AILA Blog

How to Shrink the USCIS Backlog in One Minute or Less

Imagine if a multi-billion-dollar entity that has chronically failed to meet core organizational goals—a failure causing hardship for millions of customers—touted to those customers a “solution:” laxer goals.

This is no hypothetical. US Citizenship and Immigration Services (USCIS), the agency whose failure to timely process applications for immigration benefits is burdening millions of individuals, families, and American businesses nationwide, is now championing lowered standards for case processing as one solution.

During a July 16 Congressional hearing on its crisis-level case backlog, USCIS outlined various prongs of a backlog reduction plan—some of them constructive, others unacceptable. Its aim to “Redefine Processing Time Goals to Better Reflect True Cycle Times” falls squarely into the latter category.  USCIS’s testimony indicates that, at minimum, the agency could lengthen the green card application processing time goal, currently set at 120 days.

While relaxation of this and other processing time benchmarks would technically reduce the backlog as USCIS commonly measures it, it would not improve actual processing times or the lives of applicants. The agency defines its “net backlog”—which officials often call simply “the backlog”—as the number of cases not adjudicated within processing time goals. Cases that USCIS cannot presently act on, such as applications with outstanding requests for supplemental evidence, are excluded from this figure.

Under this definition, the size of USCIS’s net backlog hinges on the processing time goals self-assigned by the agency.  Faster goals would instantly increase the backlog by pushing more pending cases outside target thresholds. Slower goals would automatically shrink it. The new benchmarks would not necessarily shift processing times themselves, just USCIS’s determination of whether those times constitute a delay. In fact, even if processing times spike, laxer goals could send the net backlog into freefall. That plunge could project a misleading impression of improved agency performance, masking continued deterioration of USCIS services along with heightened customer hardship.

But this “solution” is troubling not just because it solves nothing. It also conveys an unwillingness to accept accountability for, and even promotes normalization of, the agency’s systemic failure to process cases efficiently. To “Redefine Processing Time Goals to Better Reflect True Cycle Times” is to change goals to accommodate underperformance rather than to change performance to meet goals. During the July 16 hearing, Rep. Joe Neguse (D-CO) underscored this point. He observed that, during his tenure as Executive Director of a consumer protection agency in Colorado, “it would not be received well if I said well, I’m going to simply change the processing time because we can’t meet it.”

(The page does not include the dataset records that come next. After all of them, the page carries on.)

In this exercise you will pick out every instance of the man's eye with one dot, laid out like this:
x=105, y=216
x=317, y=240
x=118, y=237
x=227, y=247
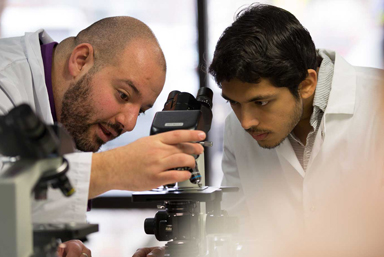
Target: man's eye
x=123, y=96
x=231, y=102
x=141, y=112
x=262, y=103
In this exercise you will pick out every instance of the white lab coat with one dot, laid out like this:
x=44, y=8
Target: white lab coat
x=22, y=81
x=338, y=202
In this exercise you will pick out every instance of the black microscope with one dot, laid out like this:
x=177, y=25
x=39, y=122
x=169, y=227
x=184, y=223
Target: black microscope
x=189, y=210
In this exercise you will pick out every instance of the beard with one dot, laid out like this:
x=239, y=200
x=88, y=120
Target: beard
x=77, y=112
x=294, y=119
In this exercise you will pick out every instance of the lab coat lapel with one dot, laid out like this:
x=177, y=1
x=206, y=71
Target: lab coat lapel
x=341, y=99
x=286, y=153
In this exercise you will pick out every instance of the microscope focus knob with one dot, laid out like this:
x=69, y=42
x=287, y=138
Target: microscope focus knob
x=149, y=226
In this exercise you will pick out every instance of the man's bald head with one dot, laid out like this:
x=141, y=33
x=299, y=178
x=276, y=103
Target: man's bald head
x=110, y=36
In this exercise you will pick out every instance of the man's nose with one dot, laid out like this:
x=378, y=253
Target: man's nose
x=128, y=118
x=248, y=119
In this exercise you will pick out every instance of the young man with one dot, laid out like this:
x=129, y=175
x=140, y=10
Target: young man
x=305, y=141
x=96, y=84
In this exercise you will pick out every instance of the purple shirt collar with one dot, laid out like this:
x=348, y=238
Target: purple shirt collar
x=47, y=53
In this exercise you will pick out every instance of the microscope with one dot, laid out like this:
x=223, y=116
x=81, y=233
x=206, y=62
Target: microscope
x=32, y=155
x=189, y=211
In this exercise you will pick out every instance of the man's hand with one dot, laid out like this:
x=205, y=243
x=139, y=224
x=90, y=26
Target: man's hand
x=73, y=248
x=146, y=163
x=150, y=252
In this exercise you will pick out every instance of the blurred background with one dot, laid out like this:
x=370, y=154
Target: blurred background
x=188, y=31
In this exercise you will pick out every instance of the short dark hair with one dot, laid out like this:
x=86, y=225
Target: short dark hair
x=264, y=42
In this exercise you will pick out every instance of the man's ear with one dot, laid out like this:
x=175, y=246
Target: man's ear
x=81, y=59
x=308, y=86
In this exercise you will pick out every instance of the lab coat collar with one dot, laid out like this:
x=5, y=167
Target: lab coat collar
x=343, y=92
x=32, y=43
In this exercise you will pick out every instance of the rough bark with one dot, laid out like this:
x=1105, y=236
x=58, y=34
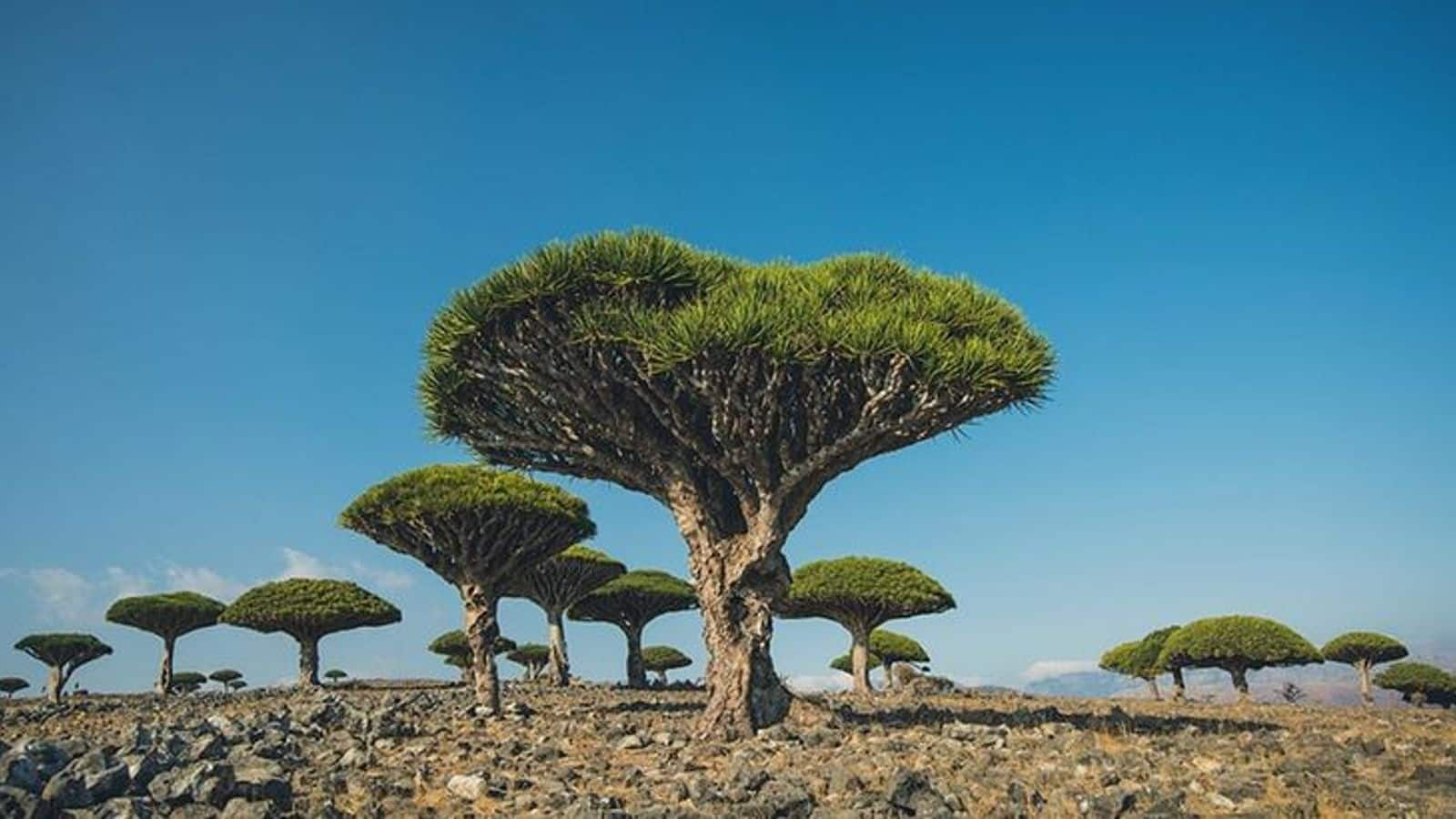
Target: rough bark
x=558, y=666
x=637, y=675
x=165, y=675
x=308, y=661
x=480, y=630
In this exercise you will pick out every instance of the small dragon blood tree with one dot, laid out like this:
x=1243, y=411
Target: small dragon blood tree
x=477, y=528
x=1363, y=651
x=63, y=653
x=863, y=593
x=728, y=390
x=553, y=584
x=631, y=602
x=169, y=617
x=309, y=611
x=1237, y=644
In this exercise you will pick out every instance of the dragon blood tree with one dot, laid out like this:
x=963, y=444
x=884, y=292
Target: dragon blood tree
x=863, y=593
x=1139, y=659
x=63, y=653
x=1237, y=644
x=662, y=659
x=1363, y=651
x=477, y=528
x=631, y=602
x=732, y=392
x=531, y=656
x=553, y=584
x=309, y=611
x=169, y=617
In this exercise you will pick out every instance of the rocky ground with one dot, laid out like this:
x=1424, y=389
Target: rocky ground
x=604, y=753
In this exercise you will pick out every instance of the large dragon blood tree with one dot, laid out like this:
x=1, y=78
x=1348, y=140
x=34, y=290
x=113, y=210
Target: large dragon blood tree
x=169, y=617
x=475, y=528
x=631, y=602
x=732, y=392
x=553, y=584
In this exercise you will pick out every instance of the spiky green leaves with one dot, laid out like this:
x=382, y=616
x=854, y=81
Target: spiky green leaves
x=1420, y=682
x=1363, y=647
x=470, y=522
x=635, y=598
x=1237, y=642
x=63, y=651
x=863, y=592
x=1138, y=658
x=308, y=610
x=562, y=579
x=664, y=659
x=169, y=615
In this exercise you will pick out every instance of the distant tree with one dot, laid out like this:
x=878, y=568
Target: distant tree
x=63, y=653
x=1420, y=683
x=309, y=611
x=169, y=617
x=187, y=682
x=1140, y=659
x=631, y=602
x=1237, y=644
x=728, y=390
x=531, y=656
x=555, y=584
x=477, y=528
x=1363, y=651
x=662, y=659
x=863, y=593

USCIS offers unconvincing justifications for moving its goalposts. It cites a July 2018 report in which DHS’s Office of Inspector General found that the 120-day green card application processing time goal was “unrealistic.” But the report based this conclusion on USCIS adjudications as they are currently administered without meaningfully assessing their efficiency. As AILA has documented, inefficient policies pervade those adjudications. Such measures include an unnecessary in-person interview requirement for all employment-based green card applicants that, by the agency’s own admission, has slowed case processing since its implementation in October 2017. It should come as no surprise that wasteful, time-intensive policies like this one would render existing processing time goals less tenable. Rather than fix the policies, however, USCIS has resolved to loosen the goals.

USCIS also maintains that revisions to processing time goals “would set more realistic timelines for the public on how long they should expect to wait.” But those goals are distinct from the “current processing times” that USCIS provides on its website as a public tool for identifying normal processing periods for green card cases and other form types.  If the agency wants to better manage expectations, it should provide more transparent and accurate data on current processing rather than water down its performance objectives.

The millions of backlogged individuals, families, and U.S. businesses need meaningful solutions to the agency’s crisis-level delays. Lowered standards are not among them. As a starting point, USCIS should reverse inefficient policies and practices, like the referenced in-person interview requirement, that comprise core drivers of the backlog. And Congress should swiftly pass legislation that, by strengthening USCIS transparency and accountability, helps promote timely adjudications.

Ultimately, our nation of immigrants cannot and will not accept a normalization of delays. We deserve a USCIS that rises to its processing time goals, not one that runs from them.